Dolmabahçedeki derbide Beşiktaş ve Fenerbahçe birbirine üstünlük sağlayamadı. İki takımın mücadelesinde kalite ise vasattı. Beşiktaş son anlarda hava harekâtıyla şansını denedi, Kanarya ise ne istediğini biliyordu.

Dev maç sessiz

Dolmabahçe’de derbi zamanı... Bir tarafta Beşiktaş, diğer yanda Fenerbahçe... Bir tarafta oyuna müdahaleleri tartışılan Valérien Ismaël, diğer yanda yaptıklarıyla rüzgârı arkasına almış Jorge Jesus... Nefesler tutulmuş, Volkan Bayarslan’ın ilk düdüğü bekleniyor.

Başakşehir’e boyun eğse de, evindeki maçların ilk yarılarını oldukça çoşkulu oynayan Kartal’ın karşılaşmaya nasıl başlayacağı papatya falı baktırıyor. Ismaël savunmada Saiss ile Tayyip Talha’ya görev vermiş. Milli aradan sonra yapılacak müsabakada orta sahada Josef-Salih-Dele Alli tercih edilmiş. Kulübedeki Gedson, Fransız hocanın hamlelerinden biri olacağa benziyor. Dele Alli’nin yerine girerse şaşırmamalı. Sözleşmesi uzatılan Ersin’in performansı merak ediledursun, camiada gözler Weghorst’a çevrilmiş durumda.

Fenerbahçe’de Portekizli teknik direktörün ilk 11’i sonuca göre çok konuşulacak gibi duruyor. Sakatlıktan dönen Serdar Aziz’in durumu tabelayı etkileyebilir. Böyle zorlu bir karşılaşmada yapılacak bir hatanın bedeli çok ağır olabilir. Rakiplerine ileride basan sarı-lacivertlilerin orta sahasında Arao’yla Crespo’ya büyük yük düşeceğe benziyor. Geçen sezon Beşiktaş forması giyen Batshuayi kulübeyken, Joao Pedro ve Valencia Kanarya’nın gol umutları olacak.

Dolu tribünlerde tek bir eksik vardı; deplasman taraftarı. Bir gün onların da takımlarını statta desteklemesi dileğiyle derken, derbi demir alıyordu. İlk dakikalarda Kanarya daha etkiliydi. Fenerbahçe yine ofsayt taktiği uyguluyor, rakibini ilk bölümde sürekli tuzağa düşüyordu.

30’da Tayyip Talha’nın kafasıyla az farkla auta çıkıyor, hemen akabinde gelişen ani akında Valencia’nın çaprazdan vuruşunu Ersin iyi kurtarıyor- du. İlk devrede gol sesi çıkmıyordu. Beşiktaş’ta Dele Ali, Fenerbahçe’de de İrfan Can koca yarı boyunca sırıtmıştı. Bakalım ilk hamleyi kim yapacaktı?
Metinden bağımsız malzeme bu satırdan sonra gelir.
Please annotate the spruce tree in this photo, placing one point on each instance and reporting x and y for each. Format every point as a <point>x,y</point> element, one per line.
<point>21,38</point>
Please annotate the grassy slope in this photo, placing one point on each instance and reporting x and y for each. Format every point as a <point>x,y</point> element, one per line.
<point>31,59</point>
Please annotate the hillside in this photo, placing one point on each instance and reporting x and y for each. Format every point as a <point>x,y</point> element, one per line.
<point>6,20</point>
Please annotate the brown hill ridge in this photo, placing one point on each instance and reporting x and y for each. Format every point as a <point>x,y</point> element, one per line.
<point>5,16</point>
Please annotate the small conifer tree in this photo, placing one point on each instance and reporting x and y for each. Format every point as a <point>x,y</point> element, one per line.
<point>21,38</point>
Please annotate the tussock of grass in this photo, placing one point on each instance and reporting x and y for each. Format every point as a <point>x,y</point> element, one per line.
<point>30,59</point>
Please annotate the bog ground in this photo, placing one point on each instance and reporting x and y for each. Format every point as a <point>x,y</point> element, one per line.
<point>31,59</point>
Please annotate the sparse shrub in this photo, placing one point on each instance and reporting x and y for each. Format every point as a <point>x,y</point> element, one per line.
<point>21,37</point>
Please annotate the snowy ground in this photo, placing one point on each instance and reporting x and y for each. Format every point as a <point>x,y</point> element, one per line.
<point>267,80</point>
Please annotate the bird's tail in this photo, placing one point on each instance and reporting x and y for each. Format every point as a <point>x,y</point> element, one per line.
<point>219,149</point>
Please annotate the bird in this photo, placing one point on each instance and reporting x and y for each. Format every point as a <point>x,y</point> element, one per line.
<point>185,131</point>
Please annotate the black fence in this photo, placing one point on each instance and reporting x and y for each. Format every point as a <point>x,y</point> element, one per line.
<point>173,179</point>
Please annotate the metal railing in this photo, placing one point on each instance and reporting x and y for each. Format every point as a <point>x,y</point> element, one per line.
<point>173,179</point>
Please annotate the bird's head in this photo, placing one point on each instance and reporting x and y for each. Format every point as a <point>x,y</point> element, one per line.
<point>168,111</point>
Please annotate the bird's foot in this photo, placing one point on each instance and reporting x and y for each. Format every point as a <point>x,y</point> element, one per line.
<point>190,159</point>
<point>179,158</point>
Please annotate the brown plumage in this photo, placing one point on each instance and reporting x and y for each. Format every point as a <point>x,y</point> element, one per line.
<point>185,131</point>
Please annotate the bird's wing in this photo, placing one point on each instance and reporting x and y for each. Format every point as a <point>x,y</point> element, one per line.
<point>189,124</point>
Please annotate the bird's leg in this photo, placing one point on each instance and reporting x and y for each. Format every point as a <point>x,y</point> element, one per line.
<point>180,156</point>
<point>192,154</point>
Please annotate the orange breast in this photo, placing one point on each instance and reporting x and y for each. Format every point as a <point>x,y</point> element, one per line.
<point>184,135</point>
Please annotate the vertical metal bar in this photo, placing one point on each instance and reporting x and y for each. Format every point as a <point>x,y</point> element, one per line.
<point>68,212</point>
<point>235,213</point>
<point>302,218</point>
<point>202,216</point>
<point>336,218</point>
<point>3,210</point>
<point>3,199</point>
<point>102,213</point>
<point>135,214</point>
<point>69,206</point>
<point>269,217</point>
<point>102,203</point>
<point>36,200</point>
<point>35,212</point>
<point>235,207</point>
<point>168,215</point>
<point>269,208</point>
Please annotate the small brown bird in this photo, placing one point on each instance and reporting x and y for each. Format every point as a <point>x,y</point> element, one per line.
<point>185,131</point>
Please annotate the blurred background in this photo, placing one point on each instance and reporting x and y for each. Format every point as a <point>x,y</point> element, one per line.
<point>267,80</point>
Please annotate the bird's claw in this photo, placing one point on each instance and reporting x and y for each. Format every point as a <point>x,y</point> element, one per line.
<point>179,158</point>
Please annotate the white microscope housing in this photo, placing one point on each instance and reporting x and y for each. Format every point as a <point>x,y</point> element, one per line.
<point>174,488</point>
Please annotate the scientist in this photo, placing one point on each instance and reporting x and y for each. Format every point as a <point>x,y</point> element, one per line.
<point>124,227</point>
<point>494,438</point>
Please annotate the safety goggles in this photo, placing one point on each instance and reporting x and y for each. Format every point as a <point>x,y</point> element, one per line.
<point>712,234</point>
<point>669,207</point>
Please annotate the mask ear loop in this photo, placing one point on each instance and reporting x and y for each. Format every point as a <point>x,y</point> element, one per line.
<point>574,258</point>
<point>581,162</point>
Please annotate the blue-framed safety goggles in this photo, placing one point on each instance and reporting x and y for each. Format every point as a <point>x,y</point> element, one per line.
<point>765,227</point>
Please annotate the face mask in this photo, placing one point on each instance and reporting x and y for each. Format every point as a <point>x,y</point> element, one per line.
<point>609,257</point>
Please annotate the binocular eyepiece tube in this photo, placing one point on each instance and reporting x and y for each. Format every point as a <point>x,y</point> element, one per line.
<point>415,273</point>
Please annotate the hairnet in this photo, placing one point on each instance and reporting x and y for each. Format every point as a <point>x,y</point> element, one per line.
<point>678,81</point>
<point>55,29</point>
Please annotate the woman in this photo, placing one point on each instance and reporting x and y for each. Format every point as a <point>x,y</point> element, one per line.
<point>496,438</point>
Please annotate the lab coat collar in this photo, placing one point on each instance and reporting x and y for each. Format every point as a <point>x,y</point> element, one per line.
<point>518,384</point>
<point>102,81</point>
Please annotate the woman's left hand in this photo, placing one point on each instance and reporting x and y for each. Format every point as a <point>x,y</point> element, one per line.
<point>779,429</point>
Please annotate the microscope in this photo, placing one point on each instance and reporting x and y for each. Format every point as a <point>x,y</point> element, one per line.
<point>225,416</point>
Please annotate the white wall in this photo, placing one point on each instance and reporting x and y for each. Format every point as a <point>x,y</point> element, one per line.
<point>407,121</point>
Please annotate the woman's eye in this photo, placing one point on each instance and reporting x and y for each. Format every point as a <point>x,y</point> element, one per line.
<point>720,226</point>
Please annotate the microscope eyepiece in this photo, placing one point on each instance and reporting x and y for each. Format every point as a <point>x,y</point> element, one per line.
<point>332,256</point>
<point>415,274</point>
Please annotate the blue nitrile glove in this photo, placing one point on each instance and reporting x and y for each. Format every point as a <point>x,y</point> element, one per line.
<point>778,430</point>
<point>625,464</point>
İkinci 45 dakikada da oyun üstünlüğü sarı-lacivertlilerdeydi. İlk müdahale Jesus’tan geliyor, Batshuayi, Mert Hakan ve Osayi-Samuel’i sahaya atan Jesus, dizginleri iyice eline almayı planlıyordu. Çok beklemeyen Ismaël, Gedson, Ghezzal ve Tayfur’u çimlere sürüyordu. 87’e Rosier tek başına getirmiş, ortasında Weghorst’un kafası az farkla auta gitmişti. Hemen akabinde Ghezzal’in kullanadığı duran topta aynı futbolcunun kafası direkten dönmüştü. Beşiktaş’ın baskısı sonuç getirmeyince, taraflar birer puana razı oluyordu. 2014’ten bu yana sahasında rakibine boyun eğmeyen siyah-beyazlıların serisi devam ediyordu.

Dağ fare doğurdu Dolmbahçe’de. Ligin iştahlı iki takımının mücadelesinde kalite vasattı. Ismaël sanki Gedson’la başlasa, Fenerbahçe’nin oyun üstün- lüğünü eline almasının önüne geçebilirdi. Beşiktaş’ın son dakikalardaki hava harekâtı başka maçlarda işe yarayabilir sanki. Kanarya’ya gelince... İlk 75 dakika ne istediklerini çok daha iyi biliyorlardı. Her maç farklı oyuncular, farklı planlar... Jesus’un yaptıkları ziyadesiyle takdiri hak ediyor.